The association is only partially satisfied because some lenders are still offering 3/27 ARMs, with a fixed rate for three years. WaMu, however, discontinued both the 2/28 and 3/27.

"We're taking (an) important step to adjust our subprime lending products and practices for new customers to reflect the current difficult conditions- especially softening house prices," said Kerry Killinger, WaMu chairman and CEO. "Effective immediately, we are implementing new, industry-leading subprime mortgage lending standards. . . . We will not offer subprime adjustableratemortgage loans with initial fixedrate terms of less than five years, effectively eliminating the 2/28 and 3/27 products."

Killinger said WaMu will also require tax and insurance escrow accounts with all new loans, as well as full income documentation.

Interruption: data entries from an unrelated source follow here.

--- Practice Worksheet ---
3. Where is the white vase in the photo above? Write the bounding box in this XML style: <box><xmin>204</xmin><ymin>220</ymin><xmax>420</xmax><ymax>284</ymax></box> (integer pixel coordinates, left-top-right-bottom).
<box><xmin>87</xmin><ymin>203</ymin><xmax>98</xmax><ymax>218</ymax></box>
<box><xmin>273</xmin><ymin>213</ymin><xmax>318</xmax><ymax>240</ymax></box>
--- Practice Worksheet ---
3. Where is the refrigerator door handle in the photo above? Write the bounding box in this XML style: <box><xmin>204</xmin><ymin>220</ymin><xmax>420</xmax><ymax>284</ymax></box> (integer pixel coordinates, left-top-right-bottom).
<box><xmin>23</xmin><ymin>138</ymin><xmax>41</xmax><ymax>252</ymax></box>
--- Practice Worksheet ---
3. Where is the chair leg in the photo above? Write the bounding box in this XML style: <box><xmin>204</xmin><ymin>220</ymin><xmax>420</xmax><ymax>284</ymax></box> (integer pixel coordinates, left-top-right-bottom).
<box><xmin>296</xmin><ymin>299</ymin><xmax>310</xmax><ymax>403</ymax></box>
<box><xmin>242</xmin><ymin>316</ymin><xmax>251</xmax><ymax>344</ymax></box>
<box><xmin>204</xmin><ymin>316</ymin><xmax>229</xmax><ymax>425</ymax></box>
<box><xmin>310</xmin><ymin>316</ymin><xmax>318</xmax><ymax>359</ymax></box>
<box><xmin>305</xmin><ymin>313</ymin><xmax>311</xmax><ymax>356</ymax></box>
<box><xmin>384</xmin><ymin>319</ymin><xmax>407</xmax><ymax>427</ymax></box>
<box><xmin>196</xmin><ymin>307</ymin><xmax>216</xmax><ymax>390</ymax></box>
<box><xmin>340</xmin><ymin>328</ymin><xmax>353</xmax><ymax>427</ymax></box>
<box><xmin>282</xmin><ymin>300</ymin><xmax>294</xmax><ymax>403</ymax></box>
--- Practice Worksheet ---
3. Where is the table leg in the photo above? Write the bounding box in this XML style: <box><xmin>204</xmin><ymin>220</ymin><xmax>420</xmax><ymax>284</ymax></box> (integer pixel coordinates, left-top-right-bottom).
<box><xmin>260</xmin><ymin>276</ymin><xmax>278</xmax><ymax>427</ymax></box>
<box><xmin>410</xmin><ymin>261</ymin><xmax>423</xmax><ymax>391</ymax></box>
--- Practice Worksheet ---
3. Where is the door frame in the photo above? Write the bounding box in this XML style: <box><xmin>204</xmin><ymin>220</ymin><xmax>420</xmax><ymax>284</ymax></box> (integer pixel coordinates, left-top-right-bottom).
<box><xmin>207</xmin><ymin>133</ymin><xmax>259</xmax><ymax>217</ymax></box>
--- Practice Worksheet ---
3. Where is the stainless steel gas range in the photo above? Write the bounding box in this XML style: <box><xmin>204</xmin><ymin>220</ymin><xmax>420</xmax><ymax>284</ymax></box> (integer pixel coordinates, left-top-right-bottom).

Stated income loans, those without documention, have been discontinued.

The association called on all subprime lenders to state whether they will implement the recently released federal guidance on subprime lending, which calls for lenders to only make adjustablerate loans that are expected to be affordable after the fixed period ends.

"We have interviewed hundreds of borrowers who were given these ARMs, and none of them was ever given a choice about whether they wanted a fixed or adjustable rate," Hurd said. "In fact, many of them specifically asked for a fixed rate but were given an ARM instead. We've even talked to a lot of homeowners who didn't know they had an ARM until their payments went up."

The association represents more than 350,000 low and moderate-income families organized into 800 neighborhood chapters in 103 cities across the country.